Saturday, April 05, 2025

Republicans Are NOT Fiscally Responsible - And They're Trying To Hide That


Catherine Rampell (The Washington Post) explains the nasty trick Republicans want to use to hide the cost of their tax cuts for the rich: 

Senate Republicans on Wednesday decided their party alone will control how math works. This is a pressing legislative question at present, because pretzeling budgetary outcomes into prettier shapes and sizes will determine whether Republicans can pass President Donald Trump’s promised tax cuts.

Those cuts are very expensive. They include not only extensions of the 2017 tax law provisions (set to expire this year), but they also lower corporate rates as well as carveouts for tipsauto loan payments and other goodies. In total, Trump’s preferred tax agenda could cost between $5 trillion and $11 trillion over the next decade.

This is inconvenient. Republicans like to pretend they’re fiscal conservatives (at least some of the time). They would prefer not to acknowledge the hefty price tag, and they also don’t want to fully offset it with unpopular spending cuts.

So, they’ve devised a cheat. Rather than admitting how much their tax agenda would cost, they are simply asserting that they get their first $4 trillion — free!

Here’s how: Republicans say that because some (expiring) tax cuts have been in place since 2017, extending them shouldn’t be recorded as costing anything, because they wouldn’t feel different. This is ... not how budgets work. As I’ve explained before, it’s like saying even though your car lease has ended, leasing another car should count as “free” because you got used to the convenience of having a vehicle around.

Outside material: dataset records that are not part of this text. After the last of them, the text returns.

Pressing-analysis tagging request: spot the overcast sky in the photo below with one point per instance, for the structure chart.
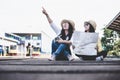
(26, 15)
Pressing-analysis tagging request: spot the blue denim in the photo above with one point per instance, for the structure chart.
(58, 48)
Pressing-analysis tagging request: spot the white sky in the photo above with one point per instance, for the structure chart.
(26, 15)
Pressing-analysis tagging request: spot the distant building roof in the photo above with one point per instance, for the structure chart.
(114, 24)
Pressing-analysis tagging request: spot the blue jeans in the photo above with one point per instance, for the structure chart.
(58, 48)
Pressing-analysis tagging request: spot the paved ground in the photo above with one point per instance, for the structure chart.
(39, 68)
(42, 69)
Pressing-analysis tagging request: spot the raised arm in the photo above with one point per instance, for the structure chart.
(47, 15)
(53, 26)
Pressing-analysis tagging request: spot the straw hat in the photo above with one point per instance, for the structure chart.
(93, 23)
(69, 21)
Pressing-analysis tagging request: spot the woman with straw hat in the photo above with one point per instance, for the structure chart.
(90, 27)
(61, 44)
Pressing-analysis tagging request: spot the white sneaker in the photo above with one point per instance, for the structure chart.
(52, 58)
(70, 58)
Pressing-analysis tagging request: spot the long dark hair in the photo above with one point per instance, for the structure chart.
(91, 29)
(70, 31)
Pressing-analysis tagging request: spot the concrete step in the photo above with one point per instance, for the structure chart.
(42, 69)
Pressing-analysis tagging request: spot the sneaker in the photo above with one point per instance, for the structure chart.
(52, 58)
(100, 58)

Normally, neutral referees are available to call out this kind of funny business.

First, the nonpartisan Congressional Budget Office “scores” significant legislation, to determine how much a bill would change revenue and spending in the years ahead, compared with what would happen if Congress allowed existing law to remain as it is. Then, a person called the Senate parliamentarian would confirm that the CBO number matches what lawmakers had previously agreed their bill would cost. If it doesn’t, the bill becomes much harder to pass.

Republicans have been trying to persuade the Senate parliamentarian to adopt their preferred math. So far, the parliamentarian has delayed making a ruling. But on Wednesday, Senate Budget Committee Chairman Lindsey Graham (R-South Carolina) announced the parliamentarian won’t ever need to decide. He plans to do what the party wants either way.

“I have the authority to determine baseline numbers for spending and revenue,” Graham said in a statement. Under that authority, he said, he can use the special book-cooking math — a “current policy baseline” — that grants his party $4 trillion in freebies.

In other words: 2+2=5, if Republicans decree it so.